Más tarde la zarina fue coronada, para lo cual se confeccionó un vestido especial de brocado de plata bordado en oro.

El vestido se tejió en Rusia, ya que la zarina consideraba importante demostrar que ella no sentía tanto aprecio por los extranjeros como sus antepasados. El vestido era enorme para la moda del momento.

Isabel era considerada una de las mujeres más bellas de su época y sentía pasión por los vestidos. Veinte años después de su coronación, al morir, dejó 15.000 vestidos, un baúl lleno de medias, las arcas vacías, un Palacio de Invierno sin terminar de construir (el futuro Ermitage) y enormes deudas. Durante los últimos años de su vida los sastres se negaban a dar créditos al palacio.

La Cámara de Ámbar, la octava maravilla del mundo

La Cámara de Ámbar fue creada en Prusia (ahora Alemania). El rey Federico I se la regaló al emperador ruso Pedro I. Más tarde, por orden de la emperatriz Isabel, el arquitecto Rastrelli añadió algunos motivos a la cámara.

Se trata de una cámara construida con paneles de ámbar y madera dorada. Se conservó en el Palacio de Catalina de Tsárskoye Seló, cerca de San Petersburgo, hasta la Segunda Guerra Mundial. Durante la guerra, Leningrado (así se llamaba San Petersburgo en esa época) fue sitiado y sus alrededores saqueados y destruidos. La Cámara de Ámbar fue robada y durante toda la guerra estuvo expuesta al público en el castillo de Königsberg, actualmente la ciudad rusa de Kaliningrado.

Durante el asalto a Königsberg por parte de las tropas soviéticas la cámara se perdió.

Es posible que ardiera durante los bombardeos, o que fuera ocultada en los sótanos del castillo, donde quedaría enterrada para siempre, o bien es posible que hubieran logrado sacarla de Königsberg y ahora permanezca oculta en algún lugar de Alemania, República Checa o Austria. Nadie sabe nada a ciencia cierta.

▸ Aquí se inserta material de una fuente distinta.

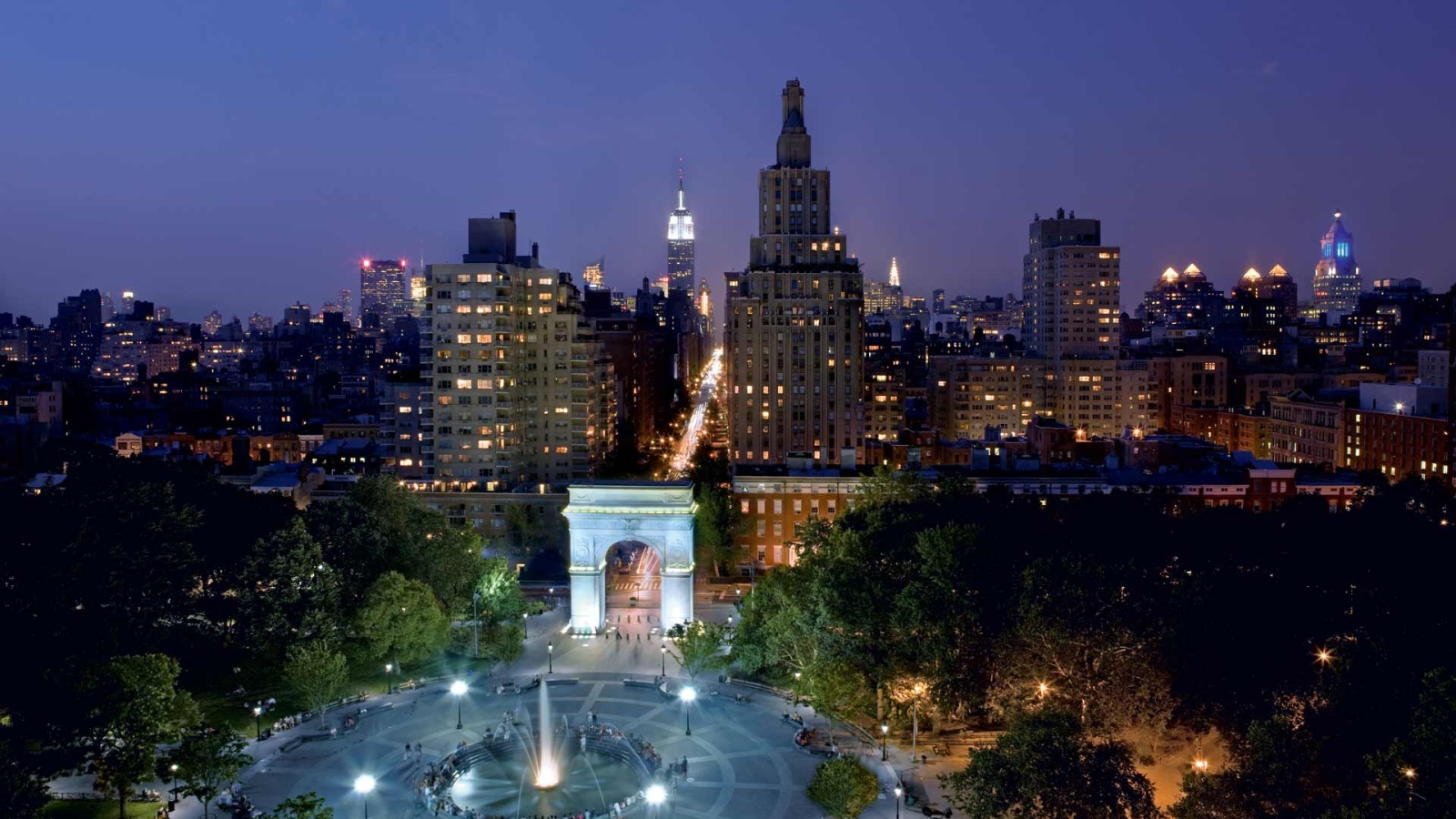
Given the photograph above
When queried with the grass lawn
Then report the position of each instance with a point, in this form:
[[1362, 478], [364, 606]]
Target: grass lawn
[[228, 709], [98, 809]]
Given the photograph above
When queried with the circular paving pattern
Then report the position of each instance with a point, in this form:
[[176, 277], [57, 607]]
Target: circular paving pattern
[[742, 760]]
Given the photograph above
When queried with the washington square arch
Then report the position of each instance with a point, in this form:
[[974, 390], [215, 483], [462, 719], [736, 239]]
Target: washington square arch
[[604, 513]]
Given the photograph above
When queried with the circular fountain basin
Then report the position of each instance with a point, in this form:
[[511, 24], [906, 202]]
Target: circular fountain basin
[[506, 784]]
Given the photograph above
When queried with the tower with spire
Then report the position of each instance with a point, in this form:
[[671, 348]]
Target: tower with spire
[[681, 249], [1337, 276]]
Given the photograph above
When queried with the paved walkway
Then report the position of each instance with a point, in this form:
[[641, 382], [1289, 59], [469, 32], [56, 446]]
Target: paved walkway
[[742, 756]]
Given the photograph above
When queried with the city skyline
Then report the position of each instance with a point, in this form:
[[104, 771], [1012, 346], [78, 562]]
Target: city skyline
[[182, 157]]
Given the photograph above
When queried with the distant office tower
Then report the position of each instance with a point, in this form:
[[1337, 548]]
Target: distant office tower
[[1186, 300], [1279, 286], [592, 274], [681, 252], [794, 343], [346, 302], [1072, 308], [1070, 288], [1337, 278], [261, 324], [211, 324], [77, 329], [383, 288], [513, 368]]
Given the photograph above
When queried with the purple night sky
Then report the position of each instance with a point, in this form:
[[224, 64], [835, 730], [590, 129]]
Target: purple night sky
[[244, 157]]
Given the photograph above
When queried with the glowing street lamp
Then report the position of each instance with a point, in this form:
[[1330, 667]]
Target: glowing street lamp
[[363, 785], [688, 695], [459, 688]]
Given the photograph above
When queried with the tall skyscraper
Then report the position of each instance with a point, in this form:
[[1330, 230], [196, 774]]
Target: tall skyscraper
[[1337, 278], [383, 288], [346, 302], [681, 251], [511, 360], [1070, 288], [794, 343], [1072, 307]]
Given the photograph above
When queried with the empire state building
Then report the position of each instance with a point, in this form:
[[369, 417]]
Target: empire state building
[[681, 245]]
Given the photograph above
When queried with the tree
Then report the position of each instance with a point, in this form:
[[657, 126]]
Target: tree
[[400, 620], [715, 523], [836, 690], [305, 806], [698, 647], [317, 673], [1046, 765], [844, 787], [133, 705], [500, 605], [288, 592], [207, 761]]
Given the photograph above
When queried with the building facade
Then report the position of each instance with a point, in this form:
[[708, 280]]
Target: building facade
[[681, 245], [794, 344], [511, 365], [1337, 276]]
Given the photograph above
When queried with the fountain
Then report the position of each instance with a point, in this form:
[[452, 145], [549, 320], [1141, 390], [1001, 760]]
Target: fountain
[[548, 774], [529, 770]]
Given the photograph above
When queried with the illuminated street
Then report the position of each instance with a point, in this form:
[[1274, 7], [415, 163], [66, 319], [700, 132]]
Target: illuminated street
[[695, 426]]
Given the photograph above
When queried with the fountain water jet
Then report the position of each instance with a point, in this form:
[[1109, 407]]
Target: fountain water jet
[[548, 773]]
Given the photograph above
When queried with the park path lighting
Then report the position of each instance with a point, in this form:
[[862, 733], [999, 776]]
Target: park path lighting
[[459, 688], [363, 785], [688, 695]]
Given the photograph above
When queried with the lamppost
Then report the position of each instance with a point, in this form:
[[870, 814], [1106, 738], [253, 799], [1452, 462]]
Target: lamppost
[[459, 688], [475, 615], [363, 785], [688, 695]]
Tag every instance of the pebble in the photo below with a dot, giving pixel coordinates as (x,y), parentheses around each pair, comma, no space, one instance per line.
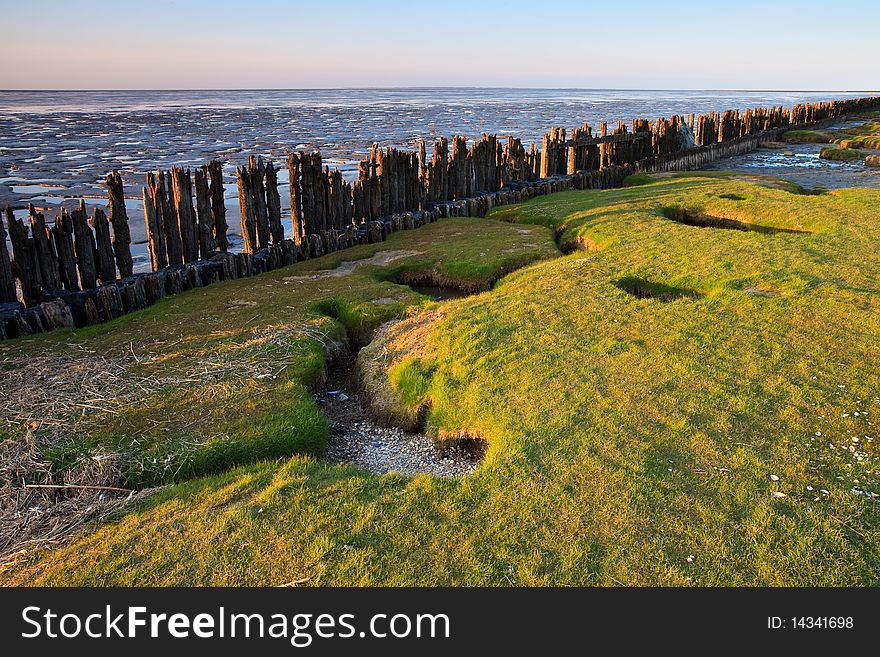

La búsqueda de la cámara se prolongó durante toda la segunda mitad del siglo XX y finalmente se tomó la decisión de realizar una copia. La reconstrucción duró desde 1981 hasta 1997, pero la cámara fue recreada por completo en 2003, cuando se inauguró en el mismo Palacio de Catalina con motivo del 300º aniversario de San Petersburgo.

El diamante Orlov

En la Armería del Kremlin de Moscú se conserva el cetro imperial de Catalina II, la zarina rusa, con un enorme diamante verdoso engastado de 180 caras y 189,6 quilates.

Este histórico brillante fue encontrado en la India a finales del siglo XVII. El diamante del que se talló tenía unos 400 quilates, aunque gran parte se perdió durante la talla.

A finales del siglo XVIII Iván Lazarev, un joyero y banquero armenio al servicio de Rusia, compró la piedra por 400.000 florines de oro. Y a Lazarev, a su vez, se la compró el conde Orlov.

Alexéi Orlov era amante de Catalina, y estaba tenía un gran interés por la ciencia, mantenía correspondencia con Jean-Jacques Rousseau. También criaba una raza de caballos llamada 'Trotador Orlov' y estaba involucrado en la administración del Estado.

El conde regaló el diamante a la emperatriz, y ésta ordenó que fuera incorporado a su cetro de coronación en honor al conde. Según otra versión, el diamante había gustado a la emperatriz y Orlov no fue más que un intermediario con el objetivo de que la emperatriz no fuera acusada de una extravagancia excesiva.

En cualquier caso, los monarcas europeos sintieron una envidia irrefrenable de Catalina, ya que en aquel momento el diamante no tenía igual. Por supuesto, las piezas del gigantesco diamante Cullinan, perteneciente a la corona británica, son bastante mayores, pero esta piedra no se encontró hasta principios del siglo XX.